You are implementing the camera_node e.g. like this:
import rclpy
from typing import List
import rclpy.parameter
from sensor_msgs.msg import Image
from python_base_class.engel_base_class import ENGELBaseClass
from managed_subsystem.config.camera_config import comm_types
from ament_index_python.packages import get_package_share_directory
import os
class CameraNode(ENGELBaseClass):
def __init__(
self,
comm_types: List,
node_name: str = "camera_node",
param_file: str = "params.yaml",
):
config_file = os.path.join(
get_package_share_directory("managed_subsystem"), "config", param_file
)
super().__init__(node_name, comm_types, config_file)

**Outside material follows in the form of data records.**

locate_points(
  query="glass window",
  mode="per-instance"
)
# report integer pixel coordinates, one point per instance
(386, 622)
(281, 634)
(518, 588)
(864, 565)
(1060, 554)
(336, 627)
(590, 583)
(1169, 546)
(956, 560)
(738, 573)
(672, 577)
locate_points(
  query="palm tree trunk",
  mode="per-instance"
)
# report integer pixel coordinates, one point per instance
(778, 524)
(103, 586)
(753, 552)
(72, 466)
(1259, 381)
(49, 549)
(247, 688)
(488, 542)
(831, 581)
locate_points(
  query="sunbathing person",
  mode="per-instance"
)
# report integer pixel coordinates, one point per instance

self.param1 = None # instantiating a class member variable that will be filled with value by the parameters
self.topic_test_input = None
self.trigger_configure()
self.trigger_activate()
if self.validate_parameters() is False:
self.logger.warn(
f"Not all parameters are initialized correctly. Every parameter in \
the params.yaml file has to be a class member of {self.get_name()}"
)
def publisher_callback(self):
msg = Image()
publisher = self.get_comm_object("/camera_raw")
msg.header.frame_id = "/camera_raw"
msg.header.stamp = self.get_clock().now().to_msg()
publisher.publish(msg)
def subscription_callback(self, msg: Image):
pass
with your communication configuration looking like this:
from python_base_class.node_config import CommunicationTypes
from sensor_msgs.msg import Image
comm_types = [
{
"comm_type": CommunicationTypes.PUBLISHER,
"name": "/camera_raw",
"msg_type": Image,
"time_period": 0.5,
"callback": "publisher_callback",
"always_on": False,
},
{
"comm_type": CommunicationTypes.SUBSCRIPTION,
"name": "/test_img",
"msg_type": Image,
"callback": "subscription_callback",
"always_on": False,
'param': 'topic_test_input',
}
]
The following things have to be considered now:
- the name of the node (specified in your CameraNode class constructor) has to match one entry in the params.yaml file that describes the parameters used for this node.
- there has to be a class member variable with the same name as the parameter
- The handling of the parameters happens in the base class
- At the end of the constructor you can validate the parameters with the self.validate_parameters function. This will log a warning if there is something wrong.